In anticipation of tonight’s Kraftwerk documentary on BBC Four, I’ve been leafing through Tim Barr’s book Kraftwerk: From Dusseldorf to the Future With Love and very good it is too although I disagree with his claim that the band had more in common with Stockhausen and Russian Constructivism than Chuck Berry and Andy Warhol. Well the Warhol bit anyway as he famously declared: ‘I want to be a machine.’
A quote that could have come from Ralf Hütter at any point in just about the last forty years.
The single Trans-Europe Express came out in Britain in April 1977, just as a trickle of punk and new wave records was about to become a deluge and the record failed to take off.
Not that I’m suggesting that Kraftwerk were being seen in the same light as the self–indulgent dinosaurs of the mid–seventies.

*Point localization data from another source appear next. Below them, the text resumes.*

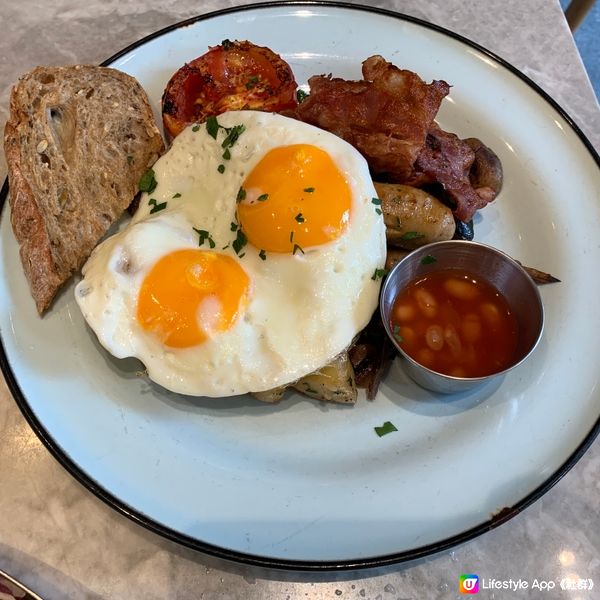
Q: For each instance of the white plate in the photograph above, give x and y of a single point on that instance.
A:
(303, 484)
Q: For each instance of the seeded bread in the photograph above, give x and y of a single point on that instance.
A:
(77, 141)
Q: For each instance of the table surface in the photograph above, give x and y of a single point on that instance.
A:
(63, 542)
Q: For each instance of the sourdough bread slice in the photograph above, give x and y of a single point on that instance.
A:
(77, 141)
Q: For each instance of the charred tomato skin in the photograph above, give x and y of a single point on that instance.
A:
(231, 76)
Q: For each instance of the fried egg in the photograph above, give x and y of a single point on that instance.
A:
(251, 262)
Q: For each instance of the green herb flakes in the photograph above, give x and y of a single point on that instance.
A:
(240, 241)
(233, 133)
(412, 235)
(147, 182)
(204, 236)
(212, 127)
(387, 427)
(301, 96)
(155, 206)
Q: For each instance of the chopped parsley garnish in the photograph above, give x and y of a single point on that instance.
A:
(396, 334)
(204, 236)
(212, 126)
(233, 133)
(252, 81)
(155, 206)
(386, 428)
(412, 235)
(378, 274)
(240, 241)
(301, 95)
(147, 182)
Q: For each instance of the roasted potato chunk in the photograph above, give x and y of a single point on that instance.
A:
(412, 217)
(486, 173)
(333, 383)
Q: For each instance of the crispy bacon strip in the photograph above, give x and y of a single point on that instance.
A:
(386, 116)
(447, 160)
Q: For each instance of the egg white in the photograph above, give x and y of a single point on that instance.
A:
(303, 309)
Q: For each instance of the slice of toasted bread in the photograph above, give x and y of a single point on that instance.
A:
(77, 141)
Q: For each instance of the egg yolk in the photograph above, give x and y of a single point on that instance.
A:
(189, 294)
(294, 198)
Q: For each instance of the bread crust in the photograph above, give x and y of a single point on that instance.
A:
(57, 218)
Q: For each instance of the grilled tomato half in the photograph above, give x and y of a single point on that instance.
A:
(231, 76)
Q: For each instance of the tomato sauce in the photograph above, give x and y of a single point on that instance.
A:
(455, 323)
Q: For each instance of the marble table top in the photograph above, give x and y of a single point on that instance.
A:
(63, 542)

Yes, they came from affluent backgrounds, key members Hütter and Schneider both trained at the Düsseldorf Conservatory and the track they were best known for at this time, Autobahn, lasted over twenty minutes in its album version but it would have been absurd to believe any of these facts meant they could easily be aligned with the so-called ‘progressive’ groups of the time.

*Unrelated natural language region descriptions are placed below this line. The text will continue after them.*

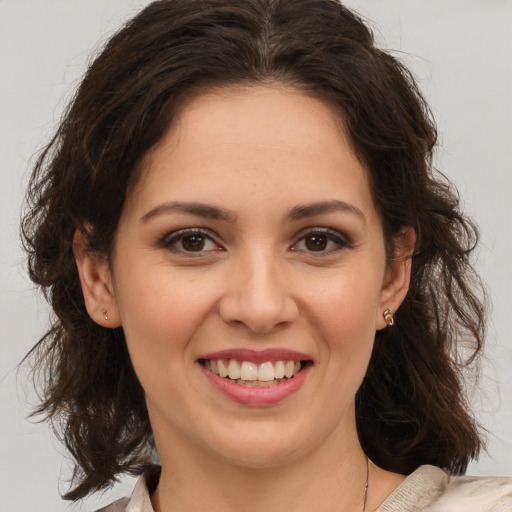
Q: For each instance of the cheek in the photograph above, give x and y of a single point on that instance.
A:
(161, 312)
(345, 312)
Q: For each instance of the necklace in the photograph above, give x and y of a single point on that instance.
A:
(365, 492)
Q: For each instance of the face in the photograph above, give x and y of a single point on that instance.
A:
(249, 276)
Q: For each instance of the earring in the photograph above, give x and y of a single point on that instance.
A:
(389, 317)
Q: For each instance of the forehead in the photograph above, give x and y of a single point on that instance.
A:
(265, 136)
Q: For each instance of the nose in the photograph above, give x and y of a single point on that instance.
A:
(257, 295)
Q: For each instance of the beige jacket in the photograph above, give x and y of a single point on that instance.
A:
(428, 489)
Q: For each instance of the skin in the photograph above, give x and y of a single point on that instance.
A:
(259, 153)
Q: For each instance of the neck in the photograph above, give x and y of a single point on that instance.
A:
(330, 478)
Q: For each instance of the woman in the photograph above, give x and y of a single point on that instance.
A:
(237, 203)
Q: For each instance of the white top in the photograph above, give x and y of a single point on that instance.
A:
(428, 489)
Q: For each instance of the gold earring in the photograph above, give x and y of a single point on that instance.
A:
(389, 317)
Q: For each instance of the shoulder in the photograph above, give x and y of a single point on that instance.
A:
(140, 500)
(470, 493)
(430, 489)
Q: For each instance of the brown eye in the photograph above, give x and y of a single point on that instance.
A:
(316, 242)
(193, 243)
(323, 241)
(189, 241)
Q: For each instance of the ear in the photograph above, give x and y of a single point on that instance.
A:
(398, 274)
(95, 279)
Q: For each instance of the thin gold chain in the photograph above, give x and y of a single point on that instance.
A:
(365, 492)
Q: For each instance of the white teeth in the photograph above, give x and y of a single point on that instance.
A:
(266, 372)
(223, 371)
(249, 372)
(289, 367)
(234, 369)
(279, 370)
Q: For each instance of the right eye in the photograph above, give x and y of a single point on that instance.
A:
(190, 241)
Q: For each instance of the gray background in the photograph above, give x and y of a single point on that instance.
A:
(461, 51)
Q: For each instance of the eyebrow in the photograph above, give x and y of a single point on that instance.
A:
(302, 211)
(197, 209)
(299, 212)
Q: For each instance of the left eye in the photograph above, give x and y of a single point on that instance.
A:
(190, 242)
(320, 241)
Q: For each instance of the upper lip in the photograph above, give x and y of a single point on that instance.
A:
(258, 356)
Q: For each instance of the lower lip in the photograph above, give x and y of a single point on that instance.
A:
(256, 396)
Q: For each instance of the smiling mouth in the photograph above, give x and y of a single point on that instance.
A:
(250, 374)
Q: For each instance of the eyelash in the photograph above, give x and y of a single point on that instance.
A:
(330, 234)
(333, 236)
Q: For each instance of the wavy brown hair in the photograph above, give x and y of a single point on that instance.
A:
(411, 408)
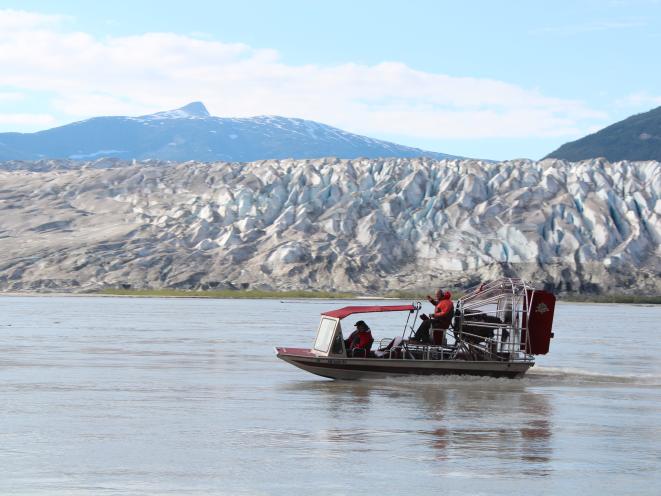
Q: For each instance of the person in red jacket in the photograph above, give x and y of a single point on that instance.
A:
(360, 339)
(440, 319)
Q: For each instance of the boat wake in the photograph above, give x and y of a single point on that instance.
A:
(572, 376)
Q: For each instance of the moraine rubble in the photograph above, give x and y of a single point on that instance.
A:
(365, 225)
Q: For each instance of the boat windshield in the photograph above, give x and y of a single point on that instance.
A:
(325, 334)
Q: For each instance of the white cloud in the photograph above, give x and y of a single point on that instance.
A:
(591, 27)
(11, 96)
(640, 100)
(156, 71)
(27, 119)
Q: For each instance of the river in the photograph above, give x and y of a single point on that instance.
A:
(148, 396)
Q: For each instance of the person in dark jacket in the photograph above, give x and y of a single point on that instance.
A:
(360, 339)
(440, 319)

Kraftwerk really were progressive.
Nor did they possess much in common with Punk, although when questioned years later about any similarities between his music and punk, Ralf Hütter did note that both favoured simplicity and shared a minimalist attitude.
Kraftwerk stood apart from just about everyone back then, even their German contemporaries like Can and Cluster. In fact, in 1977, a highly successful ad used to promote Bowie’s album Heroes: ‘There’s Old Wave. There’s New Wave. And there’s David Bowie…’ would have been equally appropriate for the German act – and of course Bowie and Iggy get name-checked on Trans-Europe Express and Bowie talked up Kraftwerk at just about every opportunity around this time.
Before the seventies were out the influence of Kraftwerk could be seen and heard everywhere in British music, think The Human League, OMD, Gary Numan and Simple Minds for starters – and also from Glasgow, Berlin Blondes and Teutonic Veneer (anybody old enough and into the obscure enough to remember those guys?)
Released five years after TEE, the track Planet Rock by Afrika Bambaataa & the Soulsonic Force nicked its snake charmer melody from the Kraftwerk song and combined it with a TR-808 beat that is copied from Numbers, an under-rated track from 1981’s Computer World, although Bambaataa himself also likes to credit Yellow Magic Orchestra as a crucial influence on Planet Rock too.